The big challenge is the same one I face at almost every client I work with where Data Governance is a new concept…understanding.  There are many companies that don’t realize that one of their most valuable and key assets is their data.  If you think of data as a garden, one needs to take the time to remove the weeds (bad data), clean out the clutter and debris (duplication), till and care for the soil (managing your technology stack), and properly feed and water (define and execute your roles and procedures).  These on-going activities (data governance process) result in the garden yielding a good crop (high quality, reliable data).   I like to take the time to engage and educate the right levels in the organization to solidify their DG understanding and ultimately gain their support.

Is there a company or industry you would particularly like to help implement Data Governance for and why?

Oil and Gas/Upstream Energy – first this is where I have spent quite a bit of my career, but secondly, many of the newer technologies (Big Data, Cloud, IoT, etc.) are just now being implemented, and there is an explosion of data and the need to better govern its use.  Executives are realizing the need to treat data as an asset and with that you must have the right governance and coordination between people, process, and technology to keep your employees safe, your solutions effective, and your operations competitive.

What single piece of advice would you give someone just starting out in Data Governance?

One of the best bits of advice that I received from my very first project manager about a year after I graduated college was "I want you to be the 'Go-To team member'."

Be the one who is willing to do the task nobody else will. Dig in to the details of the data processes and the business users that use them on a daily basis.   

Be the one who may not know the answer but will go do the work to find out.  Get into the weeds of the data issues or challenge so that you understand the root cause.  This will help you identify the data governance approach to employ to accounts for those issues.

Be the one that others will look to for a good attitude, a positive outlook, and assurance the job will get done and get it done well.  You will be amazed how well people will respond to you if you are positive to them…and many times when dealing with data issues, you need to stay positive!

Finally, I wondered if you could share a memorable data governance experience (either humorous or challenging)?

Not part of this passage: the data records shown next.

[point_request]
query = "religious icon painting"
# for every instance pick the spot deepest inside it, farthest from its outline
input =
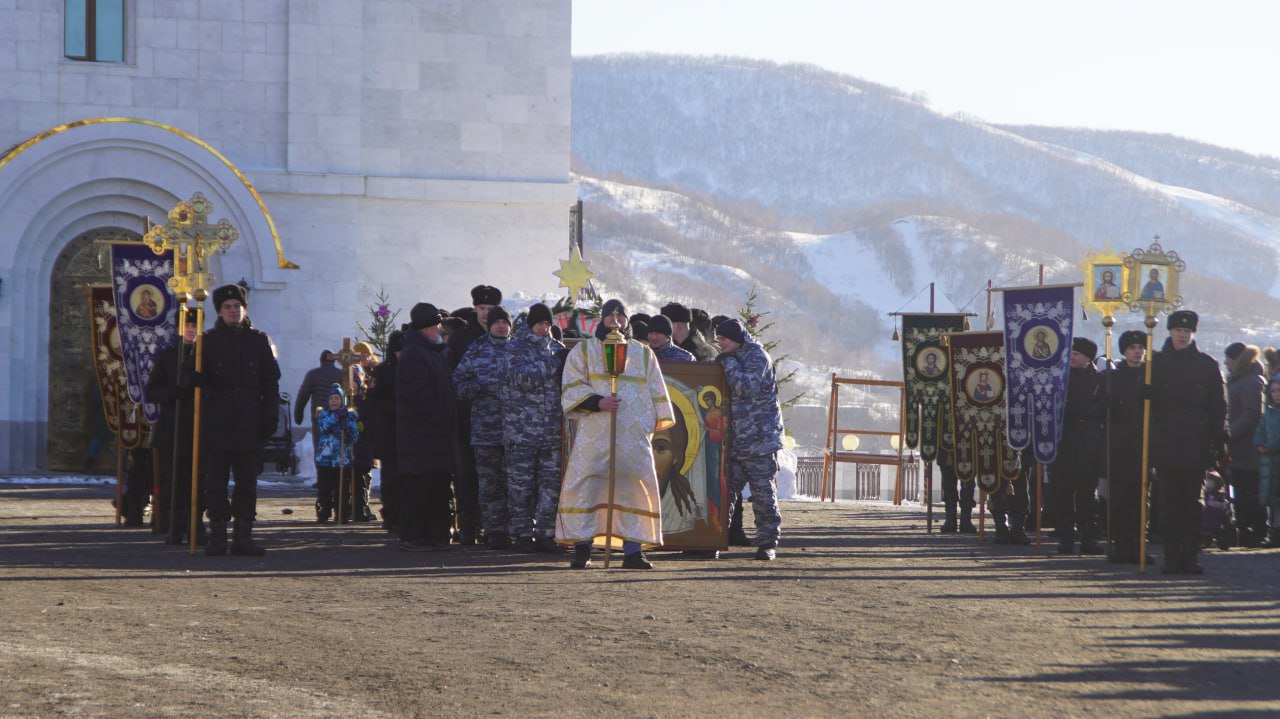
(145, 312)
(1038, 329)
(1106, 282)
(977, 374)
(1153, 274)
(924, 376)
(690, 457)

I was at a recent data visualizations conference and many of the sessions were focused on technology improvements like better leveraging IoT technologies in daily operations, no-SQL solutions for data aggregation and consolidation, and new visual modeling techniques using R-based tools.  But the most heavily attended session was about a company’s data governance journey and how they changed their culture and their methodologies to focus on data as the cornerstone of their operations.  The questions that I heard after that session warmed my heart.  So many times, it takes a large undertaking just to get people to understand why data governance is so important, but now the conversations were focused on the how and not the why or the what.  Everyone wanted to know how they could go about implementing data governance in their organization.  I think that is representative of a movement in global corporate community…this increased focus on data.  I think this is just the beginning of a data governance revolution!